今振り返ってみると、ここ20年ほどの総理大臣の中で、米政治学者ジョセフ・ナイが提唱した「ソフト・パワー」の有用性を最もよく理解していたのは、麻生氏だったのかもしれない。麻生氏の外交目的は極めて明確である。それは、「日米同盟の下に、民主主義、自由、人権、市場原理といった、米国と共有する『普遍的価値』を、アジアに広めていくこと」に尽きる。この目的を達成するために、一般的な外交で用いられる軍事力や経済援助(または制裁)というハードな有形手段だけでなく、例えば社会インフラを建設する日本の優れた「技術力」や、麻生氏が大好きなマンガに代表される日本の「文化」といった、ソフトな無形資源も活用したのである。
ソフト・パワー 21世紀国際政治を制する見えざる力 ジョセフ・S・ナイ 山岡 洋一 日本経済新聞社 2004-09-14 Amazonで詳しく見る by G-Tools |
麻生氏の志は、残念ながらわずか1年足らずで閉ざされてしまった。それ以降、民主党政権の下で日米関係は不安定となり、中国、韓国、さらにはロシアも公然と日本の領海・領土を脅かすようになり、日本に「ハード・パワー」を突きつけている。
特に韓国との関係は複雑だ。麻生氏は本書の中で、韓国を日本と同じ民主主義の価値観を共有する重要なパートナーとみなしている。ところが、日本のマンガやJ-POP、ファッションは韓国で受け入れられているのに、領土問題となると、竹島の実効支配が韓国には通用しない。これは韓国の立場から見ても同じで、(電通のおかげで、特にフジテレビ相手に)韓国のドラマや音楽を輸出することに成功したにもかかわらず、大統領が独島を訪れれば、日本は黙ってはいない。つまり、ハード・パワーとソフト・パワーのねじれ現象が起きていると言える。そして、このねじれに対する最適解を持った政治家は今のところいなさそうだ。

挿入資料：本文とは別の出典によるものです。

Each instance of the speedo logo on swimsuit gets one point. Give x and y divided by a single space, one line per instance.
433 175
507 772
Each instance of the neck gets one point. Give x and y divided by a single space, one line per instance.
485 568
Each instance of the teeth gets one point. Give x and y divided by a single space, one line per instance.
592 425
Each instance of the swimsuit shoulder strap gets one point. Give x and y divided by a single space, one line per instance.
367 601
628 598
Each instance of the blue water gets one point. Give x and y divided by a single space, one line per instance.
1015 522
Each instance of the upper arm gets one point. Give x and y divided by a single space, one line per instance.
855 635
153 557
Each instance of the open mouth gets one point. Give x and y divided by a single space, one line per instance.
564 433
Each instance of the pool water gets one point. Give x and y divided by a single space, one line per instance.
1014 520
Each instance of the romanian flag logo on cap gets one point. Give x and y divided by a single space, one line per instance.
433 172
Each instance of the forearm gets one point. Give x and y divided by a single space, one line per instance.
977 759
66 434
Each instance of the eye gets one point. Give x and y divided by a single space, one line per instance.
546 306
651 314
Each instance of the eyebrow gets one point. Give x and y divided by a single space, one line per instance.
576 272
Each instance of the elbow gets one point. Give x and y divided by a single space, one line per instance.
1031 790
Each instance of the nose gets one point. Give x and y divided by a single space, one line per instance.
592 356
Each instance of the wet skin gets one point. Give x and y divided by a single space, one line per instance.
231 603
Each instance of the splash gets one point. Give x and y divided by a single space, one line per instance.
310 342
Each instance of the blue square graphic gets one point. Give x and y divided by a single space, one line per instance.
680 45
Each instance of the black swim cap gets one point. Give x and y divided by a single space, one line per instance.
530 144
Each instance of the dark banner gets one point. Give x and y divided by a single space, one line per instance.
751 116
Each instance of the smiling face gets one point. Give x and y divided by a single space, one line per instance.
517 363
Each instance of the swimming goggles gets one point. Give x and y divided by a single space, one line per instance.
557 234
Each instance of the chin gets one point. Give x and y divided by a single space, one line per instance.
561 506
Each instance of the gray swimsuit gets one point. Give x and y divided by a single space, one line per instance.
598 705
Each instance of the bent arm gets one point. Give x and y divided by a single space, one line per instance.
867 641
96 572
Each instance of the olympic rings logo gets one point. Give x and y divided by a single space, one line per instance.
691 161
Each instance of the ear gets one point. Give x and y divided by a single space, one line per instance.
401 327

先ほど挙げたナイは、外交にはハード・パワーとソフト・パワーの両方が必要であるとし、両者を合わせて「スマート・パワー」と呼んでいる。そして今後の世界では、スマート・パワーを行使するリーダー、すなわち「スマート・リーダー」がますます重要になると説く。私は自民党からスマート・リーダーが登場することを多少は期待しているし、我々国民もまた、スマート・リーダーの一部を担う責務がある。なぜならば、技術や文化は国家が意図的に発信するというよりも、民間が市場原理を通じて外国市場へと広めていくのが自然な形だからである。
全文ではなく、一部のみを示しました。